The Crosby site is one of 34 Arkema manufacturing facilities in the US, including two other plants that have organic peroxides production.

Volatile chemicals ignite when allowed to warm up

Organic peroxides must be refrigerated to remain stable, and will ignite if allowed to warm up. When Harvey swamped the Crosby site, workers moved peroxides from generator-powered refrigerated warehouses as rising water threatened electrical equipment to refrigerated trailers also powered by generators. Floodwaters overwhelmed generators and forklifts used to move the pallets, and workers moved containers by hand.

Emergency management officials ordered those workers to evacuate when water levels reached six feet, and orders residents within a 1.5-mile radius to evacuate.

With no refrigeration, the peroxides warmed, decomposed, exploded and burned.
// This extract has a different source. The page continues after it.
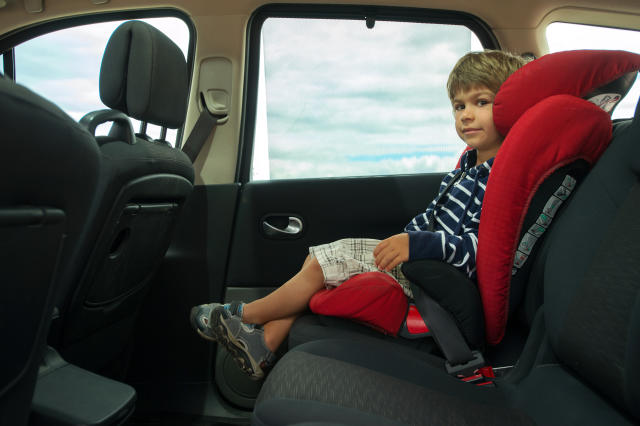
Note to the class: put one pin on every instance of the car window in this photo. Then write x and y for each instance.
(64, 66)
(563, 36)
(336, 98)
Within two days, a Houston Police bomb squad ignited the rest, rather than wait for them to burn on their own.The site has been shut ever since.

Arkema has worked with regulators for permits to revamp and replace structures at the Crosby complex aimed at addressing worst-case flood risks.

The CSB concluded in 2018 that Arkema had multiple safety steps in place before Harvey hit, but none anticipated the storm's unprecedented rainfall. The CSB said Arkema had sufficient safeguards for a 500-year flooding event, but Harvey was a one-in-1,000 year event.

Shortly after the CSB issued its findings, a Harris County grand jury handed up the first of two indictments against the company and three executives on charges stemming from emissions from the fires and injuries to first responders who entered those clouds without protective equipment.

On Oct. 1, a Texas judge dismissed the last of those charges, ruling that prosecutors lacked sufficient evidence to prove wrongdoing. Visiting Judge Belinda Hill had previously dismissed charges against two of the individuals, once at the request of prosecutors who determined they lacked adequate proof.

The trial began in March, was suspended for six months because of coronavirus pandemic-related safety protocols and resumed in September.